I can't stay sober based on a Step One based in turn on the consequences of my drinking.
This logic:
This logic:
- If I drink, bad things happen,
- If bad things happen, I feel bad,
- I don't want to feel bad,
- I must not drink,
... fails, because as soon as I feel bad sober, the motivation for not drinking vanishes.
My Step One is based on two realisations:
- If I start drinking I may never stop;
- Left to my own devices I will start.
The image is this:
- I'm in a lift going down.
- It does stop at certain floors, but not at all floors, and I can't choose which floor it stops at.
- When it stops, the doors open, and on some floors there is a lobby.
- On the far side of the lobby, there is a lift going up.

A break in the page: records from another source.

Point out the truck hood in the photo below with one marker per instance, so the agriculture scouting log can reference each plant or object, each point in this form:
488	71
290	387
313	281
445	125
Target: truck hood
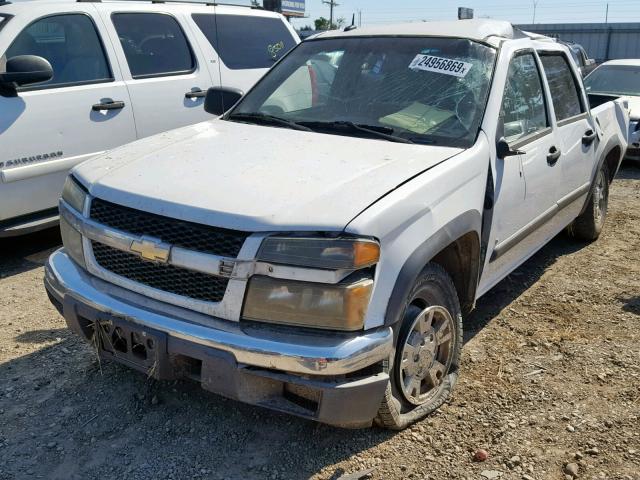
255	178
634	107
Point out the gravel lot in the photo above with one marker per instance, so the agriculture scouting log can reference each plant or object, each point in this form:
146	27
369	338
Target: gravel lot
550	387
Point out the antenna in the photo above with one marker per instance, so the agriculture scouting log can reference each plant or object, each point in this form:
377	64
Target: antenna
353	24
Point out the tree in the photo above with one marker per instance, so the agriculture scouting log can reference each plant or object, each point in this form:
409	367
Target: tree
323	23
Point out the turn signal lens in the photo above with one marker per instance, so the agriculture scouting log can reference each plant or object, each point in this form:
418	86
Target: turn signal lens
314	305
328	253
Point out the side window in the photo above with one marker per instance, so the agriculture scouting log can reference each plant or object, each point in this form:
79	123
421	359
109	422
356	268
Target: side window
70	43
523	106
154	44
245	42
563	86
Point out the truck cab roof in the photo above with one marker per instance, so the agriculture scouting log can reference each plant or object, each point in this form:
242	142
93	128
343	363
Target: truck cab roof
480	30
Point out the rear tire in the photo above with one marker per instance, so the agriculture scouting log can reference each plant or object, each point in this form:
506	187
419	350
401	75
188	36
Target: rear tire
589	224
424	370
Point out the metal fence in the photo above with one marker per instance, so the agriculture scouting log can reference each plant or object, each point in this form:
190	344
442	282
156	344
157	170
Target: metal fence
602	41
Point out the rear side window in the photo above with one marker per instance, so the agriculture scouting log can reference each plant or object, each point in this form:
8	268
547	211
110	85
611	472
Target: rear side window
154	44
245	42
71	45
523	106
563	86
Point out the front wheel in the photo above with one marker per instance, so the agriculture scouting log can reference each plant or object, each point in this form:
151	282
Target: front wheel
425	365
589	224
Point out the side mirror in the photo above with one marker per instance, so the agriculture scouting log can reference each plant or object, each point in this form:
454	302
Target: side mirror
25	70
503	150
221	99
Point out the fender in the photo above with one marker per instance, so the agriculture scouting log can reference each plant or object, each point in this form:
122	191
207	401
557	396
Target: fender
468	222
610	145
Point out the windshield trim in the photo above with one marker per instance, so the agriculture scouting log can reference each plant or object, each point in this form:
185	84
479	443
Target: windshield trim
399	35
498	50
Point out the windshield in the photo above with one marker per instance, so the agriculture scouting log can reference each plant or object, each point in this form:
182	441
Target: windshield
421	90
616	79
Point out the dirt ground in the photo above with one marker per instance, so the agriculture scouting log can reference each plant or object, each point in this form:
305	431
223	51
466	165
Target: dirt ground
550	377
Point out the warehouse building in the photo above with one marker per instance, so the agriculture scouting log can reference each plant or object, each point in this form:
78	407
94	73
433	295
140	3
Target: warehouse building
602	41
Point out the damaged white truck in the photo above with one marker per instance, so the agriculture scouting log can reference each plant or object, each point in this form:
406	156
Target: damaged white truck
314	249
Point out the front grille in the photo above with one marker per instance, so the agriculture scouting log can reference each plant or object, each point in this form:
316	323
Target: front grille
169	278
189	235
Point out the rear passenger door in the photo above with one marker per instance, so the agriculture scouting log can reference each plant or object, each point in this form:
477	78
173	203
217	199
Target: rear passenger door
248	45
575	133
167	82
49	127
525	183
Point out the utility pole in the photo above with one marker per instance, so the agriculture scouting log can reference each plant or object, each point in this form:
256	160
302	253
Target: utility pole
331	3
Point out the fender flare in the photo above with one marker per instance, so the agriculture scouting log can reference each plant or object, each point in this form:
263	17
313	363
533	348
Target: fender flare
468	222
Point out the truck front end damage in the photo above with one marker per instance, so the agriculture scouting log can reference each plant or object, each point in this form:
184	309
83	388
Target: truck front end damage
287	337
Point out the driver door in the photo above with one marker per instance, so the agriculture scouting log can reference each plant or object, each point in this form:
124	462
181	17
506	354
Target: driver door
48	128
526	182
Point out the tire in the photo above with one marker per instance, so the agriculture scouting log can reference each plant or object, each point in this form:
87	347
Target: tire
589	224
432	313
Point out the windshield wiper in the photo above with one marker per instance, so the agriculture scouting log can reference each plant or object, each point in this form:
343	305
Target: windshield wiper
385	133
257	117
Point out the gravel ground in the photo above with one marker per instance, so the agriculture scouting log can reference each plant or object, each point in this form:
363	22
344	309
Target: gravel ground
549	388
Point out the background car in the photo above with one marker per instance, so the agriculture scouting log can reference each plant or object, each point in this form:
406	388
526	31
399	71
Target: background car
113	72
621	78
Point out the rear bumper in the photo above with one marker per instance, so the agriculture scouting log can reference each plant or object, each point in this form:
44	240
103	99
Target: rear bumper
330	377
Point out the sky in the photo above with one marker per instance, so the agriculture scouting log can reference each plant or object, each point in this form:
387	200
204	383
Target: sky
376	12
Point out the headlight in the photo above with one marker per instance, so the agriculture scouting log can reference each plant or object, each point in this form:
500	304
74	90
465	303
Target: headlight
72	241
74	194
328	253
335	307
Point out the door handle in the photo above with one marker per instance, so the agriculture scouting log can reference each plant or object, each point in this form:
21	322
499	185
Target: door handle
112	105
554	155
589	137
195	94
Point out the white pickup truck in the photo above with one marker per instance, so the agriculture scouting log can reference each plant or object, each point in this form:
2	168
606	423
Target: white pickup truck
314	249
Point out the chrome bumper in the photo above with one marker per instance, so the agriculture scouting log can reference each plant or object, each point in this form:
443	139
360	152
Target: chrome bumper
306	353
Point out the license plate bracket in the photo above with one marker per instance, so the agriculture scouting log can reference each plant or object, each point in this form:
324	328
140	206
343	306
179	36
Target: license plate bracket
134	345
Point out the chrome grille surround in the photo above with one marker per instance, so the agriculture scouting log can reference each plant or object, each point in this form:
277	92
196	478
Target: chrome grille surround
161	276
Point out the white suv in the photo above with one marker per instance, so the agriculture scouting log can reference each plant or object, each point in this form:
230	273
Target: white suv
114	71
314	249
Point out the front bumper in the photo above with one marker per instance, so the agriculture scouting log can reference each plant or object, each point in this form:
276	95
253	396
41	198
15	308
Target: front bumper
334	378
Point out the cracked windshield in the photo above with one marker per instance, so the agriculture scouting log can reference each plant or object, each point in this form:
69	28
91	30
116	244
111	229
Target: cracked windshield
411	90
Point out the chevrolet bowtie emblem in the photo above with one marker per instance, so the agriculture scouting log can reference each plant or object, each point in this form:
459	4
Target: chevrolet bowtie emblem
151	249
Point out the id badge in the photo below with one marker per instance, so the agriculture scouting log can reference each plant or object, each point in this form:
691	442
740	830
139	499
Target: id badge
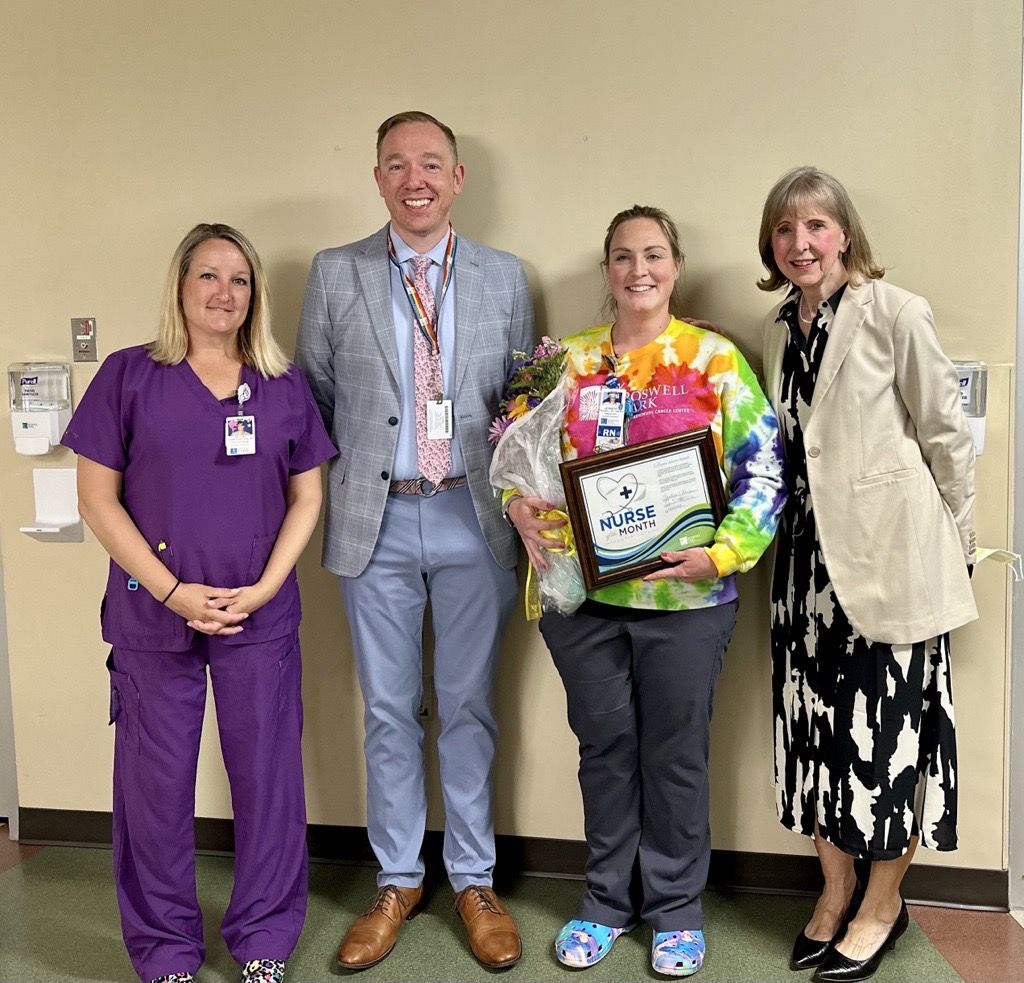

- Sometimes the doors open and I could cross the lobby, enter the up lift, and recover.
- Sometimes the doors open, and there is no up lift. Just a wall.
- If I get in the down lift again, it might never stop, or it might stop and there is no up lift.
The horror of this is way beyond the consequences of drinking themselves: it's about throwing one's life away and having to remain conscious to observe it. Nothing I experience sober will ever come close to matching this.
It is only this full understanding of Step One that provides enough fuel to me to continue taking the right action in AA even in periods that are extremely tough.